MANCHESTER, U.K. – In a general practice setting, people who developed systemic lupus erythematosus were more than twice as likely to consult a primary care physician in the 5-year run-up to their diagnosis, according to the results of a case-control study.
The median annual consultation rates were 9.2 times for systemic lupus erythematosus (SLE) patients versus 3.8 times for controls (P < .001).
Lupus patients also started to exhibit telltale symptoms during this time, providing an opportunity for making a diagnosis sooner through better recognition of these early symptoms.
The aim of the study was “to find out whether people with lupus came to see their GP [general practitioner] more frequently and what they were going to see their GP for,” Dr. Frances Rees of Nottingham (England) University Hospitals NHS Trust explained in a poster session on connective tissue disease at the British Society for Rheumatology annual conference.
“After that, we developed a risk-prediction model which was a multivariate analysis taking some of the variables that we decided in advance would be most significant,” she added. These variables included age, gender, arthritis or arthralgia, rash, fatigue, alopecia, serositis, sicca, Raynaud’s phenomenon, and the consultation rate.
“We found that the model performed well in both the model development data set and in the model validation data set,” Dr. Rees said.
The rationale for the study was that SLE can be difficult to diagnose early, and that delays of more than 7 years have been found between symptom onset and diagnosis. Perhaps, if SLE is diagnosed earlier, outcomes could be improved, Dr. Rees and her coauthors reasoned.
Using the UK Clinical Practice Research Datalink, an anonymized database of general practice records for approximately 12 million people, all incident cases of SLE occurring between 1999 and 2012 were identified and matched to four individuals without lupus who were seen at the same primary care practices.

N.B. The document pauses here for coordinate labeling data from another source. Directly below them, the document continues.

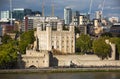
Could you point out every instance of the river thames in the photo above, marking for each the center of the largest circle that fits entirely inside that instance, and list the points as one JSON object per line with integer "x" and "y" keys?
{"x": 78, "y": 75}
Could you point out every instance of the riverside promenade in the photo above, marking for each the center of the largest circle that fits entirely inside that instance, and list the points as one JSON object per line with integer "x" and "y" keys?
{"x": 59, "y": 70}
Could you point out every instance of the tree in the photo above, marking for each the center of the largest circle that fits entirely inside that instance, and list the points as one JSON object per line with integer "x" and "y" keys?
{"x": 5, "y": 39}
{"x": 8, "y": 55}
{"x": 84, "y": 43}
{"x": 101, "y": 49}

A total of 1,739 patients with lupus and 6,952 controls were identified and separated into two cohorts: approximately two-thirds formed the development cohort and the remainder a validation cohort.
Individual odds ratios (OR) were calculated for age, gender, consultation rates, 27 clinical features, and five previous diagnoses of rheumatic disease in the 5 years preceding SLE diagnosis. Some of the clinical features considered were arthritis or arthralgia, rash, fatigue, alopecia, serositis, and sicca; the associated diseases were another connective tissue disease, rheumatoid arthritis (RA), fibromyalgia, chronic fatigue syndrome (CFS), and Epstein-Barr virus (EBV) infection.
Results showed that cases were more than five times more likely than controls to be female (84% vs. 51%; OR, 5.23; P < .001).
Early symptoms suggestive of SLE occurred more often in cases than in controls, with arthritis or arthralgia in 36% vs. 10% (OR, 4.77; P < .001), rash in 43% vs. 10% (OR, 6.84; P < .001), fatigue in 17% vs. 7% (OR, 2.76; P < .001), alopecia in 4% vs. 1% (OR, 4.77; P < .001), serositis in 4% vs. 1% (OR, 5.05; P < .001), and sicca in 6% vs 1% (OR, 4.97; P < .001). Raynaud’s phenomenon was seen in 4% vs. 0%, with an OR of 15.29, which was significant (P < .001), but the confidence interval (CI) was wide (CI, 9.41-24.85).
Patients with SLE also were more than 20 times more likely to have a prior diagnosis of another connective tissue disease (OR, 21.68; P < .001) and 10 times more likely to have been diagnosed with RA (OR, 10.77; P < .001). Fibromyalgia (OR, 7.89; P < .001) and CFS (OR, 6.39; P < .001) also were more frequent among those who developed lupus than in those who did not.
“This suggests that, although there probably is a delay in diagnosis, patients are getting other diagnoses first,” Dr. Rees noted. “So, we would propose that, in the future, our risk-prediction model may be able to reduce that delay in conjunction with educational programs to say if you have a combination of these symptoms think about testing for [antinuclear antibodies] and/or referring to rheumatology.”
The team’s risk-prediction model now needs further external and economic validation, but the hope is that perhaps it could be incorporated into electronic systems used in primary care to flag potential lupus cases.
“The clinical message is to keep SLE in mind if someone is presenting multiple times with these kind of symptoms,” Dr. Rees said in an interview.
“Lupus is very rare,” she acknowledged, nothing that some primary care physicians may only see one or two cases of lupus in their career. So the risk-prediction model would aim to be an aid to help them consider SLE as a possibility in patients with several symptoms that, on their own, might not be suggestive of lupus.